Many years ago (20+ years) I worked for an organisation that had a business centre - lecture rooms & single bedrooms - they had to close it down because no-one would rent rooms that didn't have their own bathroom. Having to share a bedroom is totally unacceptable

If your employer refuses, are there male colleagues going to the same event with their own rooms?
If so, threaten legal action for gender based constructive dismissal.

CheshireCat1 · 20/06/2023 17:15

I shared a room with another colleague on a work trip, no issues at all. I can understand your frustration that males are not expected to share though.
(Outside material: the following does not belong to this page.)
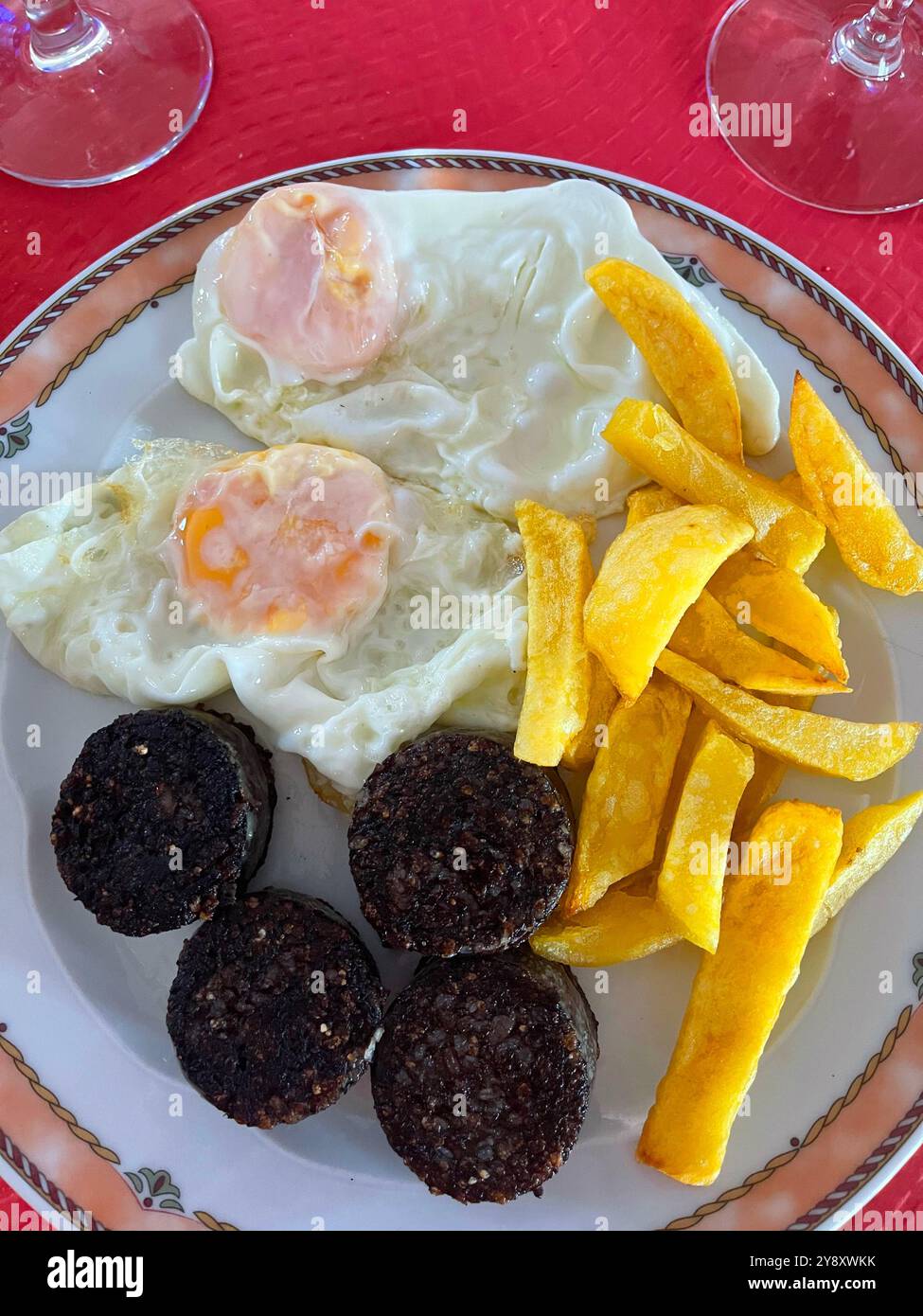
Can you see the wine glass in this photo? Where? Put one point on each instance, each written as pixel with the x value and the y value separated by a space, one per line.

readbooksdrinktea · 20/06/2023 17:15

Ponderingwindow · 20/06/2023 15:41

This is a hill to die on situation for me. it is completely inappropriate.

Yes. I'd definitely push back.

Quiverer · 20/06/2023 17:17

If your company doesn't make men share, point out this is blatant sex discrimination.

towriteyoumustlive · 20/06/2023 17:18

YANBU!

I didn't realise staff had to share on school trips. I have insomnia and can only just tolerate my husband, so will NOT share. I would drive anyone else crazy in the room with my fidgeting, and getting up in the night when I can't sleep! I had to sleep in a dorm on one trip and was so glad I'd driven my own car there. By 2am I just couldn't sleep due to people snoring so took the duvet and slept in my TINY car!!

I'd tell them that due to chronic night time flatulence issues, you cannot share a room! Or maybe just say snoring, or insomnia, or bladder issues requiring multiple toilet trips etc...

CornishAdventures · 20/06/2023 17:22

A condition of going on any work trip, work related or social has always been having my own room. I’ve shared an apartment but still had my own room within this space

lillie23 · 20/06/2023 17:22

I would rather sleep outside in a tent than share a room with a colleague. That's so wrong they are expecting you to do that.